Maybe I'm being dull but I don't understand what you're saying here.
Odeon, Its ok. As mentioned above. I felt as though we were not really going head to head as it were. I inferred you were at least slightly opposed to my opinions but I do not think either of us had really contested much or engaged vehemently, on any position strongly. Felt like we were either missing each other or feeling out. I do not like that. It made me feel like made I was misreading something and setting myself up for an embarrassment, where at some point you or someone else would say "What the hell are you on about? I/he was not saying that at all"
I do think we are sort of missing each other's points. Or at least viewpoints.
For what it worth, I don't think you are dull by a long chalk but I think this could turn out to be a knock down drag out fight....or at least another argument like our callout. The fact that you are not "dull" makes it worth having
It is an interesting argument and I'm tempted to argue also because it's you.
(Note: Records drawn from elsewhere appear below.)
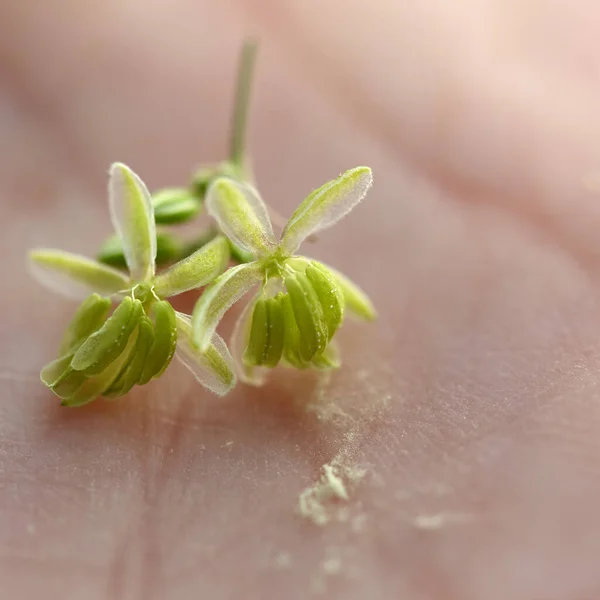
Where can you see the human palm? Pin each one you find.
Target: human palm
(462, 425)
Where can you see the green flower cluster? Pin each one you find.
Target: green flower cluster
(125, 332)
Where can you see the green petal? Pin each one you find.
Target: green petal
(96, 385)
(88, 318)
(197, 270)
(54, 372)
(308, 314)
(330, 359)
(326, 206)
(291, 338)
(107, 344)
(227, 289)
(356, 301)
(329, 294)
(132, 370)
(168, 249)
(75, 276)
(241, 215)
(69, 384)
(132, 215)
(165, 340)
(240, 336)
(175, 205)
(255, 351)
(214, 368)
(276, 331)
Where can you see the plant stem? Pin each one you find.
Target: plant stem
(242, 100)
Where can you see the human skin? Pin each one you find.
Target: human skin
(471, 405)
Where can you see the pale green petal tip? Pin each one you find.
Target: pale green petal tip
(73, 275)
(132, 215)
(174, 206)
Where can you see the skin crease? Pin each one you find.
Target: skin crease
(472, 403)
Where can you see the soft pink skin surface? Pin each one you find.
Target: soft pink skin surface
(475, 398)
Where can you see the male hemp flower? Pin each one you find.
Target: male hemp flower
(103, 355)
(301, 302)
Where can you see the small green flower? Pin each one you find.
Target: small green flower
(301, 302)
(104, 355)
(178, 205)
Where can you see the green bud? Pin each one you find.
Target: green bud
(165, 341)
(111, 253)
(132, 370)
(168, 249)
(88, 318)
(291, 338)
(239, 254)
(175, 205)
(107, 344)
(276, 331)
(55, 371)
(96, 385)
(68, 385)
(206, 175)
(329, 294)
(265, 342)
(309, 316)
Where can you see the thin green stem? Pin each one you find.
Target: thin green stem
(237, 143)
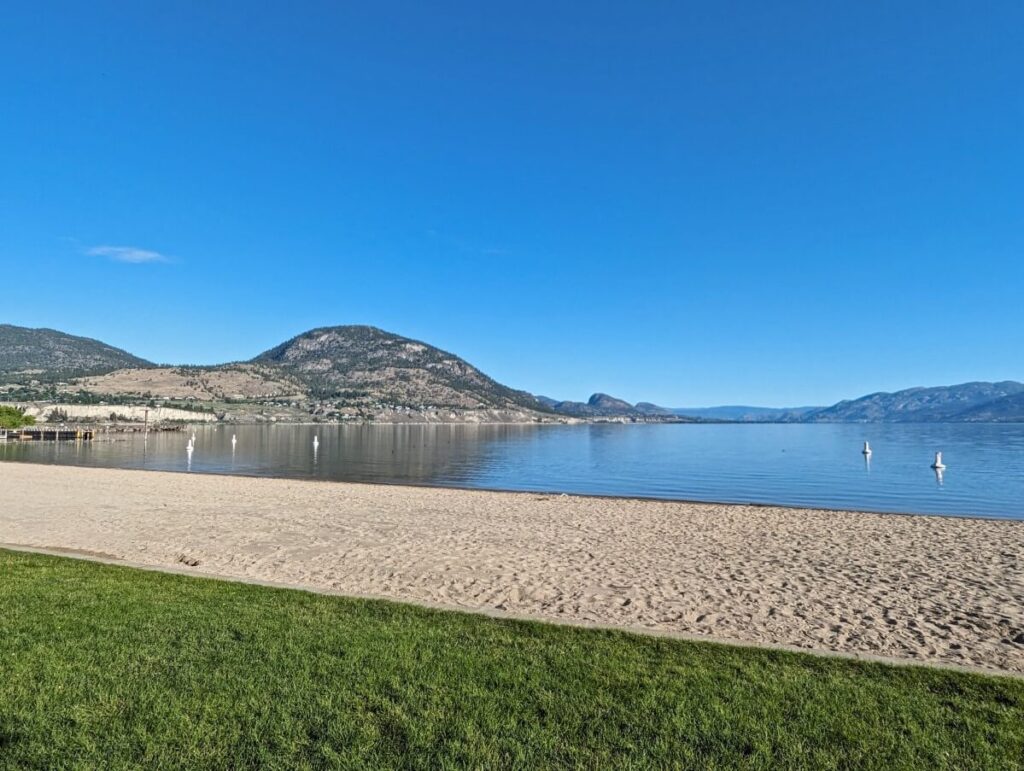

I will start with these mentions of "recent times".
In days of old, women did not work, men did. In fact men had to. The reason was not about inequality. Nor was it to "dominate" women.
The reason WAS biological. Women, simply were too valuable to risk.
What do you base this on?
I'd argue that part of the reason was, and still is, biological. It's just the way this has all been set up. It's not fair, it's not unfair, it just is.
The consequences then were that yes, most women did not work outside the home. It was a consequence of the setup and not necessarily unfair. It just was.
But even though it's no longer an inevitable consequence and hasn't been for quite some time, it still lingers.
Indeed there is an inescapable biological/evolutionary/primal/instinctual/hormonal pull to this.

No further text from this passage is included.